Welcome to the Loft's Summer Youth program at Open Book! Join us for 4 days of writing and creativity!

SESSION 1:
WRITE ABOUT YOURSELF
(for ages 12 to 14, with Amelia Colwell)

Ever wonder why you’re drawn to writing about your real-life experiences? Do you have something to say about who you are, but you’re not sure where to start? In this class, we'll write as a tool to figure things out and explore who we are as people.

We’ll read work on identity and writing from Jane Wong, Shannon Gibney, Nic Stone, Glennon Doyle, and Anne Lamott.

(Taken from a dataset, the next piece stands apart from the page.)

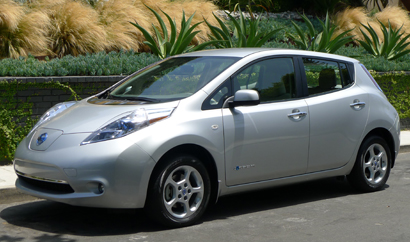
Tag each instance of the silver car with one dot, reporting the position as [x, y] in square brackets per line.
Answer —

Expect to spend part of each class: writing in response to prompts, reading and discussing essays and memoir, free writing, and group sharing and feedback time, with breaks to care for our bodies.

No advance work expected – come to class with your favorite writing device or notebook, and we’ll take it from there together!

LUNCH AND ENRICHMENT:
We'll break for lunch with more activities that will inspire us to express ourselves while having fun! We may explore Gold Medal Park to seek creativity outside the classroom! Please bring a packed lunch.

SESSION 2:
ALTERNATE HISTORIES
(for ages 12 to 14, with Amy Sailer)

In this workshop, students will collaborate on a group novella that takes place in an alternate history. We will discuss examples of alternate histories in excerpts of novels and TV shows, like Nisi Shawl’s Everfair, Kim Stanley Robinson’s The Years of Rice and Salt, Michael Chabon’s The Yiddish Policemen’s Union, and the TV show For All Mankind.

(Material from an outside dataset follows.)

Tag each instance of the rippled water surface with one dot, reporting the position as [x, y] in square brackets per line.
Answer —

Students will work together to choose a "point of divergence" — the point when the course of history could have changed — and create a new timeline for their alternate history. Then they'll write their own 3–5 page stories that take place in the shared timeline.

On the final day of class, we'll read and workshop each other’s stories for craft and continuity, and the teaching artist will send out the final anthology at the end of the course.

This class offers a chance to experiment with worldbuilding techniques in a historical context. It also provides a creative outlet for students to use historical research, and to consider sequences of cause and effect in plot.

Aspiring writers, grab your notebooks and pens, and let’s write at the Loft!